Here are some of the basics about T-bills:
- The Government of Canada regularly places T-bills up for auction every second Tuesday. Provincial governments issue them at irregular intervals.
- The most common terms for federal and provincial T-bills are 30 days, 60 days, 90 days, 182 days, and 364 days.
- T-bills do not earn interest. Instead, they are sold at a discount and redeemed at full value. This follows the principle of "buy low, sell high." The percentage by which the value of the T-bill grows from sale to redemption is called the yield or rate of return. From a mathematical perspective, the yield is calculated in the exact same way as an interest rate is calculated, and therefore the yield is mathematically substituted as the discount rate in all simple interest formulas. Up-to-date yields on T-bills can be found at www.bankofcanada.ca/en/rates/monmrt.html.
- The face value of a T-bill (also called par value) is the maturity value, payable at the end of the term. It includes both the principal and yield together.
- T-bills do not have to be retained by the initial investor throughout their entire term. At any point during a T-bill’s term, an investor is able to sell it to another investor through secondary financial markets. Prevailing yields on T-bills at the time of sale are used to calculate the price.

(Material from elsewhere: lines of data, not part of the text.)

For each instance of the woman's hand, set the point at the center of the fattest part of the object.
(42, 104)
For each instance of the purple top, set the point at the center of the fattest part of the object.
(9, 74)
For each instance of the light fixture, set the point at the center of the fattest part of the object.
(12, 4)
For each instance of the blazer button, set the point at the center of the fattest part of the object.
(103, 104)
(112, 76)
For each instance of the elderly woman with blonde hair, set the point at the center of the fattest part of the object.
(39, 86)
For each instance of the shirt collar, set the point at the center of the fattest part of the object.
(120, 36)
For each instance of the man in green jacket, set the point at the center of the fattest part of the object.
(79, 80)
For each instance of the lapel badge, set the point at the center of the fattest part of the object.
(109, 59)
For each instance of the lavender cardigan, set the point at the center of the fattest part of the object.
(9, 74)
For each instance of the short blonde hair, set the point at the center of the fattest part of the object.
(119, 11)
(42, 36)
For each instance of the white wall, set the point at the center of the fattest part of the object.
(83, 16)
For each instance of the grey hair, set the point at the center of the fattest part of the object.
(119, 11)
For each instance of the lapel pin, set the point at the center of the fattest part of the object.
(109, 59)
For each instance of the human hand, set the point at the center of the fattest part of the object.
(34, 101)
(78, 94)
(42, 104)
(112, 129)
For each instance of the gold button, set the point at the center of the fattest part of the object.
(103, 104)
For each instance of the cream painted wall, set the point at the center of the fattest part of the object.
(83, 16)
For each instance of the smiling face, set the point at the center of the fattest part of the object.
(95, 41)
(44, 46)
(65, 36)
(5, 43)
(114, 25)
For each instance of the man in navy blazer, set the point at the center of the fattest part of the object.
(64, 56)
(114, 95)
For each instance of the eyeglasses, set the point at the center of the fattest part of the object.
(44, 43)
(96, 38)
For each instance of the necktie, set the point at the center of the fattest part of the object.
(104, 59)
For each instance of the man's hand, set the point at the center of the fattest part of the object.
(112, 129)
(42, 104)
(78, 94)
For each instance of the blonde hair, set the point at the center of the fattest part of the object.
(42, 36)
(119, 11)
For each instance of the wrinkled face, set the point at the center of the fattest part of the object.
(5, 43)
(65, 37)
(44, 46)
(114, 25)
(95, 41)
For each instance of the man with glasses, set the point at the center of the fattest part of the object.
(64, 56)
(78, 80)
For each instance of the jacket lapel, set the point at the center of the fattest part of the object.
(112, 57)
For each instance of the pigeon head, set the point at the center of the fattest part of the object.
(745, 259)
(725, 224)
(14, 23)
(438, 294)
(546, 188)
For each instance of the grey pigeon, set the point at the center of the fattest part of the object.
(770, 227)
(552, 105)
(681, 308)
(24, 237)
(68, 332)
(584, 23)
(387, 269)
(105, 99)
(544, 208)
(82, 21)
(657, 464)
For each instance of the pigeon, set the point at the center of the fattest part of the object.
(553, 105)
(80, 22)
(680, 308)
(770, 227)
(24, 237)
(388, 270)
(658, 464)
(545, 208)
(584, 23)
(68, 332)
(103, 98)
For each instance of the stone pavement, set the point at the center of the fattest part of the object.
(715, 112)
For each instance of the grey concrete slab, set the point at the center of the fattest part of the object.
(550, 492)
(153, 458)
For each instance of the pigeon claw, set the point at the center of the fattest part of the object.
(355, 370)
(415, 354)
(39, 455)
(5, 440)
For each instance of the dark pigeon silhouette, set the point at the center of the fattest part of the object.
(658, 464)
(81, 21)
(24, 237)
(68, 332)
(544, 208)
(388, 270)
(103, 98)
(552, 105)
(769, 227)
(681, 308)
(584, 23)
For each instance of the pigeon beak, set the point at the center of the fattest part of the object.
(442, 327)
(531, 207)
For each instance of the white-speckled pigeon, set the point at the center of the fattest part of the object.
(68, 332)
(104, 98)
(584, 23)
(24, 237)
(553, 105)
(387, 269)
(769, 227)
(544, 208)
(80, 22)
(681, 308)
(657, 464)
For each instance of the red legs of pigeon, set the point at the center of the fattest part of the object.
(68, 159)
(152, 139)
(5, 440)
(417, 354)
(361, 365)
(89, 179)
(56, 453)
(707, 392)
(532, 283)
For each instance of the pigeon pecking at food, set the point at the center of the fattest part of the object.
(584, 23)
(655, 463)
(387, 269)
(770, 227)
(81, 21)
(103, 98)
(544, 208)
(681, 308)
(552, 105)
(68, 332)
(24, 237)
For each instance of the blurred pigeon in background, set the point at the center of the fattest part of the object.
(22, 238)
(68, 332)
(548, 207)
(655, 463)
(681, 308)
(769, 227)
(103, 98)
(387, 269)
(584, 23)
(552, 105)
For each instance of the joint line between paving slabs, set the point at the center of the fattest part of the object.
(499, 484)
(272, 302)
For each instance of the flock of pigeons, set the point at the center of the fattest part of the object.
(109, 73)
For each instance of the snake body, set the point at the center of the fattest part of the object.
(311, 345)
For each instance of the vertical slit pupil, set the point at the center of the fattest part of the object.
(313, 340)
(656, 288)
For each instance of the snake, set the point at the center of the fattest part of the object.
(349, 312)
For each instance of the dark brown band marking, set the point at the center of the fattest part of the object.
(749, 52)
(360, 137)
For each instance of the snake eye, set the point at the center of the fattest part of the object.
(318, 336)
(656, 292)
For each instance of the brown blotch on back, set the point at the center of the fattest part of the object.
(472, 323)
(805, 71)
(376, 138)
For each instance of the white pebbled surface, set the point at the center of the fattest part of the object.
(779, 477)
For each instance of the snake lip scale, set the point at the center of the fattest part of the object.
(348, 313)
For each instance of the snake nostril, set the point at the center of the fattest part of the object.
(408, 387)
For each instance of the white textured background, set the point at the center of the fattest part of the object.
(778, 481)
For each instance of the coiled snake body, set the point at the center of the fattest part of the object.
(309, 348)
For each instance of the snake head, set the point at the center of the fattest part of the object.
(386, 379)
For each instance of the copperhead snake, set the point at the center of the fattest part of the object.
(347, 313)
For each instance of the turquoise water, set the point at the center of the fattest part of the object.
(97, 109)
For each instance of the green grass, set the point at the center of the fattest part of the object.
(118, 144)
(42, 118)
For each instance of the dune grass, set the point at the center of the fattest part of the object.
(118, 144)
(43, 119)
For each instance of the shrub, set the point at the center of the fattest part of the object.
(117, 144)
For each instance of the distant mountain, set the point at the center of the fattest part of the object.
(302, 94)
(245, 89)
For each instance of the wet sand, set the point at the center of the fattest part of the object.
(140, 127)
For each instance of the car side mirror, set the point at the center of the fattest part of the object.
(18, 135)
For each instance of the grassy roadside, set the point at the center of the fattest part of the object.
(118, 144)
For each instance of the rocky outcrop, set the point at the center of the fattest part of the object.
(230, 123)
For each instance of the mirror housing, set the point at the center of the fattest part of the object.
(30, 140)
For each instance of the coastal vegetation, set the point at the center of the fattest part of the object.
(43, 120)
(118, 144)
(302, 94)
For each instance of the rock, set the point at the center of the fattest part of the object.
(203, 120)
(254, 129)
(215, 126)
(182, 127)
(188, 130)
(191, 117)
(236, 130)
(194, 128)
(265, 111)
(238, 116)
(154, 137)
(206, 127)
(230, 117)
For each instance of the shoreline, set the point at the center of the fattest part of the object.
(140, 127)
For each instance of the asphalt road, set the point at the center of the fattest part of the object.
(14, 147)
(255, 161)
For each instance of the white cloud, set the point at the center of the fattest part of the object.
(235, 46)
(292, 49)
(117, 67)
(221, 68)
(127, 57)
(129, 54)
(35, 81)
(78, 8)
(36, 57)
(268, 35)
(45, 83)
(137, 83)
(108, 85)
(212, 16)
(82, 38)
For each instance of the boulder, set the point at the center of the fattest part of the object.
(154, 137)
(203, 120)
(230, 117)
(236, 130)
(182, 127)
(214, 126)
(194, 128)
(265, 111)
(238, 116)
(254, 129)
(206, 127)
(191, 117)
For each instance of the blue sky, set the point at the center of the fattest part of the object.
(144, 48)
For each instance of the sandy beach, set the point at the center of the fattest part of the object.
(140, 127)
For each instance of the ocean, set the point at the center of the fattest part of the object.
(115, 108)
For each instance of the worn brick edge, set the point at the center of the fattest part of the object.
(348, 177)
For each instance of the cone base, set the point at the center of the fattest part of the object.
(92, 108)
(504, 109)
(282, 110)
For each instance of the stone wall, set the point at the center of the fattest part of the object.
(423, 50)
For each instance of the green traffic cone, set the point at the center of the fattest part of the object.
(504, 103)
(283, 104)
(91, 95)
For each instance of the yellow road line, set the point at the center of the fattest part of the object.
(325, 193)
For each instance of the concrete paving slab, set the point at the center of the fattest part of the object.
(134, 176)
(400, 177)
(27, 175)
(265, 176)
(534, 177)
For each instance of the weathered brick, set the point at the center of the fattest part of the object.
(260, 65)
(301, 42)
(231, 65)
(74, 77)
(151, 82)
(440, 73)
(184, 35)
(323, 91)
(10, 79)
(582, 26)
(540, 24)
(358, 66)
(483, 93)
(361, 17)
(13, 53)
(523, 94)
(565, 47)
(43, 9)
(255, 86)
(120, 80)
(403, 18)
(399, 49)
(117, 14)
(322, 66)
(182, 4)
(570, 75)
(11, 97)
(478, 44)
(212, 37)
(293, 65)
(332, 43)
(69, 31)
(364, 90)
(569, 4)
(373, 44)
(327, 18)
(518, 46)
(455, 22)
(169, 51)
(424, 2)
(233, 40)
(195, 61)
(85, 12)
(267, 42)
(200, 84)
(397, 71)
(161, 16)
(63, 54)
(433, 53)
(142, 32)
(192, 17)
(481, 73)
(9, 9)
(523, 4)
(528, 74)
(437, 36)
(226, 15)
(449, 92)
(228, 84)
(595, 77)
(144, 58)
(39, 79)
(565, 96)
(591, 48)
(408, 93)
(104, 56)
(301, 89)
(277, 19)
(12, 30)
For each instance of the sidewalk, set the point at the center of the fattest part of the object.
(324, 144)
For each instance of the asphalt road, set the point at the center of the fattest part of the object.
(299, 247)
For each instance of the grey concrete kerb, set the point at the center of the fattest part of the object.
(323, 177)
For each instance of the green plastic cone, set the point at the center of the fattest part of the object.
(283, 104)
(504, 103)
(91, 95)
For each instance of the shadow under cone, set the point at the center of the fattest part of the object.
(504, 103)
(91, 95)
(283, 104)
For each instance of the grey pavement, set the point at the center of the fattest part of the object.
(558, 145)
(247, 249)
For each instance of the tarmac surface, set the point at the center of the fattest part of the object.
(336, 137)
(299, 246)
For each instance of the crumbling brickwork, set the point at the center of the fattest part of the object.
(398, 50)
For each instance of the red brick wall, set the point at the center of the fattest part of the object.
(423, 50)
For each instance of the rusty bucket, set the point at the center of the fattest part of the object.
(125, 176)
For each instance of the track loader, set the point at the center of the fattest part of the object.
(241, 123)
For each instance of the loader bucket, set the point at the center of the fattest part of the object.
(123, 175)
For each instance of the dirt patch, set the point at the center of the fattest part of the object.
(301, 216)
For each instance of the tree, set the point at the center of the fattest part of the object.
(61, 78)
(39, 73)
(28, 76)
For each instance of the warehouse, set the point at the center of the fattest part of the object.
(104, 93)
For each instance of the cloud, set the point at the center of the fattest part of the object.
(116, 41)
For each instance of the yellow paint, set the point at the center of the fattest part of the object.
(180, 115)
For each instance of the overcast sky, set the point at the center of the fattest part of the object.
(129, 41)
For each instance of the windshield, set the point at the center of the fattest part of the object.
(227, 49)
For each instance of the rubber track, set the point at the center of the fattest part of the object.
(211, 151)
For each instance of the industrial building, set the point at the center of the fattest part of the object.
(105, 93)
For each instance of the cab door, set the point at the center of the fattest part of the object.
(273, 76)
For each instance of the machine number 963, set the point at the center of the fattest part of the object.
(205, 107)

Commercial Papers - The Basics
A commercial paper (or paper for short) is the same as a T-bill except that it is issued by a large corporation instead of a government. It is an alternative to short-term bank borrowing for large corporations. Most of these large companies have solid credit ratings, meaning that investors bear very little risk that the face value will not be repaid upon maturity.
For a corporation, papers tend to be a cheaper source of financing than borrowing from a bank. The yields paid to investors are less than the interest rate the corporation is charged by the bank. The corporation can also make its financing even cheaper by offering the commercial paper directly to investors to avoid intermediary brokerage fees and charges. Finally, commercial papers are not subject to strict financial requirements and registration, such as stocks and bonds require; therefore, they pose easy access to funds in the short-term for a corporation.
Commercial papers carry the same properties as T-bills. The only fundamental differences lie in the term and the yield:
- The terms are usually less than 270 days but can range from 30 days to 364 days. The most typical terms are 30 days, 60 days, and 90 days.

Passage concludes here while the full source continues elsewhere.